Two lengthy art pieces packing emotional punch. Cast-iron testament that the experimental and constructivist may cleave to the power to move.
Jesus' Blood Never Failed Me Yet (1971) loops around a field-recording of homeless man vocalising-improvising a hymn. Over the loop, are built rich harmonies, played by live ensemble; slowly increasing in density, and impact before gradual fade. The piece was first recorded for use in a documentary chronicle of street life in and around London’s Elephant and Castle:
When I played it at home, I found that his singing was in tune with my piano, and I improvised a simple accompaniment. I noticed, too, that the first section of the song - 13 bars in length - formed an effective loop which repeated in a slightly unpredictable way. I took the tape loop to Leicester, where I was working in the Fine Art Department, and copied the loop onto a continuous reel of tape, thinking about perhaps adding an orchestrated accompaniment to this. The door of the recording room opened on to one of the large painting studios and I left the tape copying, with the door open, while I went to have a cup of coffee. When I came back I found the normally lively room unnaturally subdued. People were moving about much more slowly than usual and a few were sitting alone, quietly weeping.

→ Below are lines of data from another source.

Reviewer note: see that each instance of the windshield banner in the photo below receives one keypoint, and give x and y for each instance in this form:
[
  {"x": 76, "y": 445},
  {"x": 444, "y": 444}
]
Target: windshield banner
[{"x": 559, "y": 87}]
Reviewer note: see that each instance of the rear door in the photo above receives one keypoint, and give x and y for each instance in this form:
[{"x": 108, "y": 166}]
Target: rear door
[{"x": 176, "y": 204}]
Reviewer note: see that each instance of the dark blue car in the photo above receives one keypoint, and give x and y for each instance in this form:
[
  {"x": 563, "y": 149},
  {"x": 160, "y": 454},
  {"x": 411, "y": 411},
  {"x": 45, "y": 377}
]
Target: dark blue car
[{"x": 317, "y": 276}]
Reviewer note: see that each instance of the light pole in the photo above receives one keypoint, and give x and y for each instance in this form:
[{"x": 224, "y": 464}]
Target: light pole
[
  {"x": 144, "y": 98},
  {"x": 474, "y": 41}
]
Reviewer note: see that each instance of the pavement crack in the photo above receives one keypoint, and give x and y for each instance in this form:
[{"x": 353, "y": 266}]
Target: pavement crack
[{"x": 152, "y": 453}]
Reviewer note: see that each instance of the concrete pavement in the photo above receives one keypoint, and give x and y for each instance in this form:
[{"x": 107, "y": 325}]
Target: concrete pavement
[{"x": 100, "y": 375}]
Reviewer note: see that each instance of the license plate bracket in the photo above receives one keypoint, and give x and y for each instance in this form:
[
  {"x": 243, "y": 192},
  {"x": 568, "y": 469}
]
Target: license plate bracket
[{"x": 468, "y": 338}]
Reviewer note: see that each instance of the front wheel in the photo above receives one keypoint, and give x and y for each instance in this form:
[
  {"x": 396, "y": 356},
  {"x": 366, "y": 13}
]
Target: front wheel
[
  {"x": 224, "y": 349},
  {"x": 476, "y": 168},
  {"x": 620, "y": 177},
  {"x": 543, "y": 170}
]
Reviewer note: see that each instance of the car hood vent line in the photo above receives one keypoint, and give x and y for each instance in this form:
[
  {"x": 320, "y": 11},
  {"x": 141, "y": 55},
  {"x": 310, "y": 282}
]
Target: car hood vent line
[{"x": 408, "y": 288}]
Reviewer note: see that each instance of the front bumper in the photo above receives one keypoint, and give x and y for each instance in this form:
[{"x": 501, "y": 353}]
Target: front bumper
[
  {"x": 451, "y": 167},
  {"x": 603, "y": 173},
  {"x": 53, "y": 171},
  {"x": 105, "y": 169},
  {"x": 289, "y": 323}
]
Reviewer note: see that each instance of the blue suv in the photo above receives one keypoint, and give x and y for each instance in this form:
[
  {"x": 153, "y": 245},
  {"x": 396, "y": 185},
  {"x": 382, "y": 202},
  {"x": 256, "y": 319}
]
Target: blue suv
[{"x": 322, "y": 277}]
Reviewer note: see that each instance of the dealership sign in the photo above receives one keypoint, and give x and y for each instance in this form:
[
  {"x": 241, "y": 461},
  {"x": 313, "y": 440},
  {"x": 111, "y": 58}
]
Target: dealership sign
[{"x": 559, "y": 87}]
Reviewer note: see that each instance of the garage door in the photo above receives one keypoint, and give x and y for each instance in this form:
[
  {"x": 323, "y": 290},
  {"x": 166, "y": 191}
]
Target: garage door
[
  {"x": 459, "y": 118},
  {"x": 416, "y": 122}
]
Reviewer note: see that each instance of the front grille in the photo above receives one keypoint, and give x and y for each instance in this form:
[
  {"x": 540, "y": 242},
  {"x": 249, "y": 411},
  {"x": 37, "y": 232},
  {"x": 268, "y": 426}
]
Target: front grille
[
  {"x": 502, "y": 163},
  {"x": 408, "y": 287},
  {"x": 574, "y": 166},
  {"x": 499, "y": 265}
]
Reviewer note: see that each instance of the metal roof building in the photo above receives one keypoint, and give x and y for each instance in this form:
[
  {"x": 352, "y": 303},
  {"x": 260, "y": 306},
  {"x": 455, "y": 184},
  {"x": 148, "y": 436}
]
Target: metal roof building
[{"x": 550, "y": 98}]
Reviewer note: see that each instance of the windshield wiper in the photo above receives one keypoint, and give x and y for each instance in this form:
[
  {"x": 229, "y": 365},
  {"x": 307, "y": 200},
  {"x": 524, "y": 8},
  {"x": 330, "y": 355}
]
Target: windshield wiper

I was puzzled until I realised that the tape was still playing and that they had been overcome by the old man's singing. This convinced me of the emotional power of the music and of the possibilities offered by adding a simple, though gradually evolving, orchestral accompaniment that respected the tramp's nobility and simple faith. Although he died before he could hear what I had done with his singing, the piece remains as an eloquent, but understated testimony to his spirit and optimism.
The Sinking of the Titanic (1969), indeterministically allows performers to render various sound sources related to the sinking of the RMS Titanic. Cue heart-tugging, uplifting and perfectly poised melodic motif of Nearer My God To Thee / Amazing Grace against ambient backdrop of chilly ocean noise.